Saturday, March 24, 2012

State of the Race - First Predictions: Best Director

Paul Thomas Anderson "The Master"
Kathryn Bigelow "Zero Dark Thirty"
Peter Jackson "The Hobbit: An Unexpected Journey"
Steven Spielberg "Lincoln"
Quentin Tarantino "Django Unchained"

Other Contenders - Terrence Malick "Untitled Terrence Malick Project", Woody Allen "From Rome With Love", Ang Lee "Life of Pi", Christopher Nolan "The Dark Knight Rises", Tom Hooper "Les Miserables", Baz Luhrmann "The Great Gatsby", Ben Lewin "The Surrogate", Ben Affleck "Argo", Joe Wright "Anna Karenina", Alfonso Cuaron "Gravity", Lee Daniels "The Paperboy", Benh Zeitlin "Beasts of the Southern Wild", Tom Tykwer, Lana Wachowski and Andy Wachowski "Cloud Atlas", Joel and Ethan Coen "Inside Llewelyn Davis", Joel and Ethan Coen "Gambit", Walter Salles "On the Road", Wes Anderson "Moonrise Kingdom", David O. Russell "The Silver Linings Playbook", Mark Andrew and Brenda Chapman "Brave", Nicholas Winding Refn "Only God Forgives"

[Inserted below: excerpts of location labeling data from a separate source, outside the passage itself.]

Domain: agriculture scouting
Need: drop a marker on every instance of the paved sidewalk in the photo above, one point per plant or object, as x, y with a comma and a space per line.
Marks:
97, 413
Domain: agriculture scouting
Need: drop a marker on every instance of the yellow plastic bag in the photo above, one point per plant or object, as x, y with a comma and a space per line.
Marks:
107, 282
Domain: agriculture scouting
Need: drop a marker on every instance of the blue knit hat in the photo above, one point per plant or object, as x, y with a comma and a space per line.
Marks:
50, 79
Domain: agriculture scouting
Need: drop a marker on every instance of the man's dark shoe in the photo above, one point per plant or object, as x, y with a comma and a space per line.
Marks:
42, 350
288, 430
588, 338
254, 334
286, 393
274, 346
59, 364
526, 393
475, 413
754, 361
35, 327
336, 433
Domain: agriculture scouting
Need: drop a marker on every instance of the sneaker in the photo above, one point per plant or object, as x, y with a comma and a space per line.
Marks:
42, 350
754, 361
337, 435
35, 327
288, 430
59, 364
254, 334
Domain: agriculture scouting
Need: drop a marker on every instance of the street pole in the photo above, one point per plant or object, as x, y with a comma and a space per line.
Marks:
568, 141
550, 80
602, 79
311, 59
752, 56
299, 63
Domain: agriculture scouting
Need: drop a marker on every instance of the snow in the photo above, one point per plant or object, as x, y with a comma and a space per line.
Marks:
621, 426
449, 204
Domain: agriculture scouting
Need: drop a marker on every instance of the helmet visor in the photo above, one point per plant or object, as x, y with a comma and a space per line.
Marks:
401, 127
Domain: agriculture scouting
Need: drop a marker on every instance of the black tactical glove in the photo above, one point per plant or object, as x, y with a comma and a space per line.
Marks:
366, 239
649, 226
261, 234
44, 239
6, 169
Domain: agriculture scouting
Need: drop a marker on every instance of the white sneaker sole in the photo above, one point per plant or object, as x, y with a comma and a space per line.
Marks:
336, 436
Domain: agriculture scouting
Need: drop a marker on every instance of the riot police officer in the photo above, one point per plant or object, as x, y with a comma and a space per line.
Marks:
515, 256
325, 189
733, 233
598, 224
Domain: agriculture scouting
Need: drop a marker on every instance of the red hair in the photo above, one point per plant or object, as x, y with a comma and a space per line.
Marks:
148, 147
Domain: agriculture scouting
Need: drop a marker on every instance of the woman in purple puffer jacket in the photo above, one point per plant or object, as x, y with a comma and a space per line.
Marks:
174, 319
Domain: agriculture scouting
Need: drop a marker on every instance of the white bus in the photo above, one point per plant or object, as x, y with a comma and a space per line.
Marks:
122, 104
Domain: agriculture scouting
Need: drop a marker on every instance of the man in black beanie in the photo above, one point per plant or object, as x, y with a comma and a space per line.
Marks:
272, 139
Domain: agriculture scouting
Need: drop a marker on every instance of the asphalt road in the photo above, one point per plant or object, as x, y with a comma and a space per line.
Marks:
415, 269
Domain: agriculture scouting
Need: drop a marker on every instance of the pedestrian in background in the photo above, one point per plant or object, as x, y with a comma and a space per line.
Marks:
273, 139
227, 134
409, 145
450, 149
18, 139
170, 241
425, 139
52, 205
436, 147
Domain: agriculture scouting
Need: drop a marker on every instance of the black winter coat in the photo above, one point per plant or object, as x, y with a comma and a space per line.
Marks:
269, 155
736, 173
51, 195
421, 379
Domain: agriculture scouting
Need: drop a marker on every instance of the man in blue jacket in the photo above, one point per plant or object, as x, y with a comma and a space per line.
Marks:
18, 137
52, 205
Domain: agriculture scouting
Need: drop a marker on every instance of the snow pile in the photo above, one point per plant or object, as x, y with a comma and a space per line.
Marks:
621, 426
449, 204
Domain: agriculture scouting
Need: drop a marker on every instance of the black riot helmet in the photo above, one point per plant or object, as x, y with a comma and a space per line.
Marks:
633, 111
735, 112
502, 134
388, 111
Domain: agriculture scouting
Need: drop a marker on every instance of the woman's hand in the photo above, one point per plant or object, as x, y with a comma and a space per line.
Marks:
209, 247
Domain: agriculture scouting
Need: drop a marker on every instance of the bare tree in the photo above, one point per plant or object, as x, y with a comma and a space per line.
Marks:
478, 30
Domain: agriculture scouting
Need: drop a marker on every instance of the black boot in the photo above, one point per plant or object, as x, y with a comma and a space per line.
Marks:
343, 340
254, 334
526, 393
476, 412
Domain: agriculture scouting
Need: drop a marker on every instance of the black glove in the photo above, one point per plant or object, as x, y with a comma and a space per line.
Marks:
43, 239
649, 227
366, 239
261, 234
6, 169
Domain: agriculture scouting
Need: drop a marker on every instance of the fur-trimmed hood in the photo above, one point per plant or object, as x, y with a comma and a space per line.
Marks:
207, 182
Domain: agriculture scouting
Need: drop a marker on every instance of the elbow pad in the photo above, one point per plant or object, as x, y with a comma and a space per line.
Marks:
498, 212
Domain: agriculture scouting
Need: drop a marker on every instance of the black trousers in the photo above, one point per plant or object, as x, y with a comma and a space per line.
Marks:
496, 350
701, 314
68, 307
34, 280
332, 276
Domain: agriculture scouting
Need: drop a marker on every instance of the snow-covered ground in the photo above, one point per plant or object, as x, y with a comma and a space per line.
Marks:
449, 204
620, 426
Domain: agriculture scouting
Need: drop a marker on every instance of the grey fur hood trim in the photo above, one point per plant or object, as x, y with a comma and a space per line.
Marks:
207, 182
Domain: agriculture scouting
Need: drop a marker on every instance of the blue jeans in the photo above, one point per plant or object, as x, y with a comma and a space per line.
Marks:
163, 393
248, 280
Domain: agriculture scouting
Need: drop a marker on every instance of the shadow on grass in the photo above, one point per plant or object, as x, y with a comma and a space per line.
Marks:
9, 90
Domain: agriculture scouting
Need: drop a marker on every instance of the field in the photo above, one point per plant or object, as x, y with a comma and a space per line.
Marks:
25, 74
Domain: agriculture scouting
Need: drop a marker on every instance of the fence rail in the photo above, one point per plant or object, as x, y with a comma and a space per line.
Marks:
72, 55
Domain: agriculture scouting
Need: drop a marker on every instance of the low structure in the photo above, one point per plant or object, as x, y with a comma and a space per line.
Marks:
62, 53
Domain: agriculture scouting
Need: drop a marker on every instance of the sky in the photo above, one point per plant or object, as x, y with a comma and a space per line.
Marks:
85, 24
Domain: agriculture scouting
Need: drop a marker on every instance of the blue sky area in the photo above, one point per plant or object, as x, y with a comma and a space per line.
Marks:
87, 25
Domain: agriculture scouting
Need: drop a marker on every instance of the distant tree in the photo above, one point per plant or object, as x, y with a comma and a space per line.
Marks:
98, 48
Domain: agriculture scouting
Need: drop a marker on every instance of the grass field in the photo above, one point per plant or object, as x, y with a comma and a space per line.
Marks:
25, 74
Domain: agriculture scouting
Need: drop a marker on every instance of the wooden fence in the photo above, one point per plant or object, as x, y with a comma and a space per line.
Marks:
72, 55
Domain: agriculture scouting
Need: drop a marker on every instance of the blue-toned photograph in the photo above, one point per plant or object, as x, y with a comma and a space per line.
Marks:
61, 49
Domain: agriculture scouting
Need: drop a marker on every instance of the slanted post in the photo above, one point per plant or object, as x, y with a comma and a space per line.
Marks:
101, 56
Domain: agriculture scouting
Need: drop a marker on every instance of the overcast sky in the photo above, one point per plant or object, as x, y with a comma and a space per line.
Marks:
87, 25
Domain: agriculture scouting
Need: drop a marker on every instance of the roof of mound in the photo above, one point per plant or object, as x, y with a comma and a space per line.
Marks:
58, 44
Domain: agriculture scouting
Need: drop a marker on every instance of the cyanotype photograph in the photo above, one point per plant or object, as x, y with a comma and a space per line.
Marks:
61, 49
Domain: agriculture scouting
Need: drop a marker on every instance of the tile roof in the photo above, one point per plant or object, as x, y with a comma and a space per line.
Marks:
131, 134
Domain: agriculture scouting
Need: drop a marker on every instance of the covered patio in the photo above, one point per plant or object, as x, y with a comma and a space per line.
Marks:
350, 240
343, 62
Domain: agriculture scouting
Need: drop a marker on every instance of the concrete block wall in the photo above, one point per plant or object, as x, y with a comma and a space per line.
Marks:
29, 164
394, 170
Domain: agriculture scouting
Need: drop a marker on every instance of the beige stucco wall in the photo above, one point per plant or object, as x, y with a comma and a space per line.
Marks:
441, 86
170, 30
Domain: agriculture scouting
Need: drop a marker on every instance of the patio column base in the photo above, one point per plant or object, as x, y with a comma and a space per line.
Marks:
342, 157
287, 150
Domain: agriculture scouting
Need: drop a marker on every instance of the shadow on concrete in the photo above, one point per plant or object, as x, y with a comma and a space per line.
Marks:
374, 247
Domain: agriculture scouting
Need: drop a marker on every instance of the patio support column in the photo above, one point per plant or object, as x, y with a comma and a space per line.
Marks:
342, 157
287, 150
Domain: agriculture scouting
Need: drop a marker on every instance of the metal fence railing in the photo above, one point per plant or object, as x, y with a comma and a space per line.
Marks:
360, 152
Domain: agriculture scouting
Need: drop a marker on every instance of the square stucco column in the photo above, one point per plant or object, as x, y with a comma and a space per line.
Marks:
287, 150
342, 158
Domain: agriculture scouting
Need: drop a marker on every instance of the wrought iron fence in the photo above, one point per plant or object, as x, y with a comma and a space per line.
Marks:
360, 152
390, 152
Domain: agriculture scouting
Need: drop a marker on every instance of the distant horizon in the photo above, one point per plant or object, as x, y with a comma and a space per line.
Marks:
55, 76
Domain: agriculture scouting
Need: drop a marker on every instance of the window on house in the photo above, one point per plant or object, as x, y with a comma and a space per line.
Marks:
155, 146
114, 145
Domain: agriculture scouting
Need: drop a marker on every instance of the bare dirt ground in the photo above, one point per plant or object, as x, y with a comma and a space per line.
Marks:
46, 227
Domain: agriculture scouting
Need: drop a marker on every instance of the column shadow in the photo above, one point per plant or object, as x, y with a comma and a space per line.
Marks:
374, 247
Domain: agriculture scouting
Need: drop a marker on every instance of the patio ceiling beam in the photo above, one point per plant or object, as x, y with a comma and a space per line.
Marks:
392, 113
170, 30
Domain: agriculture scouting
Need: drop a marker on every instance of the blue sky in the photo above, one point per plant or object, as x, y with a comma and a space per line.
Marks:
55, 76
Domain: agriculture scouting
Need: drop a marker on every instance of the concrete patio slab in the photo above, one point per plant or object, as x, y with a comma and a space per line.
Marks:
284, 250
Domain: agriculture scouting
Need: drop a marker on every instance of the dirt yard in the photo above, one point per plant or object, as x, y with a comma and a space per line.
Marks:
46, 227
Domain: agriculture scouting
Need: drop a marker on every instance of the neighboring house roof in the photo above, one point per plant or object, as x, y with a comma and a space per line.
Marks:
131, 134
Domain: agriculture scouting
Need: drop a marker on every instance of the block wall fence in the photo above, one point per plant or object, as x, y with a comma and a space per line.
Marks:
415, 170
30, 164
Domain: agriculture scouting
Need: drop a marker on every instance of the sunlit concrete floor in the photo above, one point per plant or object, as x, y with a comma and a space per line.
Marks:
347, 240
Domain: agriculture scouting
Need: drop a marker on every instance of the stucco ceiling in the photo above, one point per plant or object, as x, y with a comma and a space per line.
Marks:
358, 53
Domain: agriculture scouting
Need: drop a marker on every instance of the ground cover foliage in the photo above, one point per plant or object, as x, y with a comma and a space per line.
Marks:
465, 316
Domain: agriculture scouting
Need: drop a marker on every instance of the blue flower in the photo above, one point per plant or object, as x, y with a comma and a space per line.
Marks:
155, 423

Commentary -  A lot of big names returning to the including two from last year's nominees, Terrence Malick and Woody Allen. Both of their movies are risky and could go either way, so I am holding off on repeat nominations for now. Probably the biggest contender is Steven Spielberg, while War Horse didn't get him another nod, I feel Lincoln was always a stronger project (That he has been working on for years), and has more potential to be an even bigger Oscar Contender. Two recent winners, Kathryn Bigelow and Tom Hooper return to the race. I am going to go ahead with Bigelow, because of the bait behind the project, and leave Hooper off, because, as I have said numerous times, I am nervous about Les Miserables. Former nominee Quentin Tarantino returns, and honestly, he can be hit and miss with the Academy. Sometimes they reward his films handsomely (Pulp Fiction, Inglourious Basterds), and sometimes they completely ignore them (the Kill Bills), no matter their quality. But I think Django Unchained looks awesome, along the liens of Inglourious Basterds, and could get him in the nomination circle again. I am also going with Peter Jackson. While many pundits are doubting The Hobbit (and have good reason to), I think that if it even has half of the lingering Lord of the Rings magic, then the industry will swoon over it, and reward Jackson once again. Finally, Paul Thomas Anderson was close to wins with There Will Be Blood and The Master looks fantasic, so add him to the list.